The Rena is spilling more oil and containers into the sea after heavy weather hit the battered cargo ship overnight, moving its stern.
The ship snapped in half on January 9, with its bow now sunk below the water line.
National on scene commander Rob Service said a light sheen of oil was stretching just under 1 nautical mile in an easterly direction from the wreck, and dark patches of oil have also been spotted nearby.
Service said while the amount of oil seen coming from the wreck was small, there was the potential for some oil to come ashore.
Small droplets of oil have been spotted at the high tide mark between Leisure Island and Tay St at Mt Maunganui beach. Service said these could be the result of the fresh release, or old oil being exposed due to the stormy weather.
"We'll be keeping a close eye on the movement of the sheen and our response team is ready for any fresh oil that reaches the shoreline," Service said.
Maritime New Zealand Tauranga response and recovery manager David Billington said a small number of containers have gone into the sea.

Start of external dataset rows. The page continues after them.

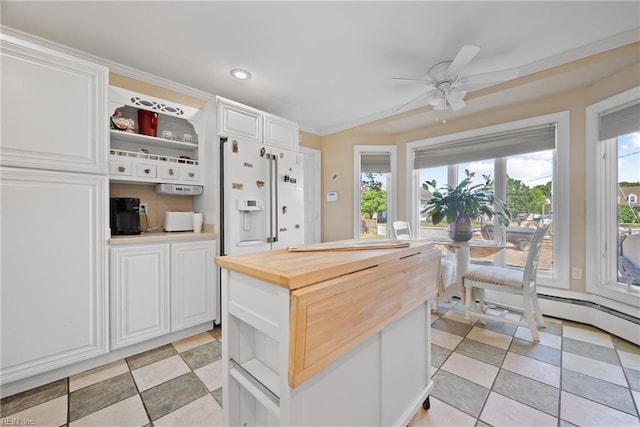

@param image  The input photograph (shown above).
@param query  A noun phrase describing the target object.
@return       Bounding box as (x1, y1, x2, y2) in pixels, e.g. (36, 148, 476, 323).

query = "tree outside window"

(360, 173, 388, 237)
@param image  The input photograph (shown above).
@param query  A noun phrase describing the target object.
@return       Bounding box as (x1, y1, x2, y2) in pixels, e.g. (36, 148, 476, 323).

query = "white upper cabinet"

(216, 96, 299, 150)
(0, 34, 108, 174)
(264, 113, 299, 150)
(217, 97, 262, 143)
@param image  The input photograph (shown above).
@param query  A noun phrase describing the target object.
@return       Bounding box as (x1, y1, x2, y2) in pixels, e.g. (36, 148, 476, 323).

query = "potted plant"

(421, 170, 510, 242)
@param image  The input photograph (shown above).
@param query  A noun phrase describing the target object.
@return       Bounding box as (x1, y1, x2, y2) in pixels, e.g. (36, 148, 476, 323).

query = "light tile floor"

(1, 302, 639, 426)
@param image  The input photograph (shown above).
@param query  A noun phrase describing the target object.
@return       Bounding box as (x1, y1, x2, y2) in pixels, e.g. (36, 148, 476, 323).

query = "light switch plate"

(571, 267, 582, 280)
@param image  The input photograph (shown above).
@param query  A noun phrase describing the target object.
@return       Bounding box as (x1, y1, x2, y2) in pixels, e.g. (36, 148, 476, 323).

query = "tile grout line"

(615, 342, 640, 418)
(66, 377, 70, 426)
(557, 322, 564, 425)
(124, 355, 153, 427)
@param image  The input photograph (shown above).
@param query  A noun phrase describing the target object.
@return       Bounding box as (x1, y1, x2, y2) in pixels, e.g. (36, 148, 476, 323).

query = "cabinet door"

(380, 303, 428, 426)
(264, 114, 299, 150)
(171, 241, 216, 331)
(110, 244, 170, 350)
(217, 98, 262, 142)
(0, 168, 108, 384)
(0, 34, 108, 173)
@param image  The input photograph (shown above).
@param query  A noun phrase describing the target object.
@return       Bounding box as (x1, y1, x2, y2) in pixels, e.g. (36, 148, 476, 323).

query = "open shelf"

(229, 365, 280, 421)
(109, 149, 199, 166)
(237, 357, 280, 398)
(110, 130, 198, 152)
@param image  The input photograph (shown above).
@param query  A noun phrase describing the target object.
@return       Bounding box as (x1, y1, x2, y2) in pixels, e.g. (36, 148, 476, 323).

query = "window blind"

(599, 99, 640, 140)
(361, 153, 391, 173)
(413, 123, 556, 169)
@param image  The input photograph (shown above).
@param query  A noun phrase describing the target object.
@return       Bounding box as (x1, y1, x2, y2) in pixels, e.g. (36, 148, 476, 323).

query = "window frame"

(586, 86, 640, 307)
(406, 112, 570, 289)
(353, 145, 397, 239)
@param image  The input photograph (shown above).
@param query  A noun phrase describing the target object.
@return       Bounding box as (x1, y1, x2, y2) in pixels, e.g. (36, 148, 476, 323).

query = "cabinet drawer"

(110, 160, 132, 176)
(136, 163, 157, 179)
(161, 165, 180, 180)
(182, 167, 199, 182)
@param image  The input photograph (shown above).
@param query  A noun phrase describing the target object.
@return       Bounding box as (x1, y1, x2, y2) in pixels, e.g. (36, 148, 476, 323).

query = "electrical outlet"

(139, 203, 148, 214)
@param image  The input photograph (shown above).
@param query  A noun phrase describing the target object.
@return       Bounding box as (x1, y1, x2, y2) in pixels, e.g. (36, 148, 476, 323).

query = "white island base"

(218, 241, 438, 426)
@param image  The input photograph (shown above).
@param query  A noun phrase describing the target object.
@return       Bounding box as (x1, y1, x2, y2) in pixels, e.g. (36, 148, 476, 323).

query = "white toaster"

(164, 211, 194, 232)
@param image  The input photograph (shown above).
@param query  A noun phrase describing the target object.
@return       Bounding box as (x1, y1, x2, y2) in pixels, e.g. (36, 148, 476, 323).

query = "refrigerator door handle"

(267, 153, 278, 243)
(272, 154, 279, 243)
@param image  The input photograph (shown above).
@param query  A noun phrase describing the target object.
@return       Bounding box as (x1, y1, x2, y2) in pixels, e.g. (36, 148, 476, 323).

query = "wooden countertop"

"This sort of movement and deterioration was not unexpected, given the rough weather conditions and that fact that the internal structure of the ship has been exposed to the elements for a long period," he said.
Billington said container and debris recovery company Braemar Howells has already collected one container containing milk powder by tug boat, north of Motiti Island, early this afternoon.
MetService forecaster John Law said conditions off the coast of Tauranga last night were rough.
"It was pretty unsteady in the area, with a continual wind speed of 47 knots (about 87 kmh), with gusts of up to 60 knots (111 kmh)."
MNZ said swells up to six metres hit the ship.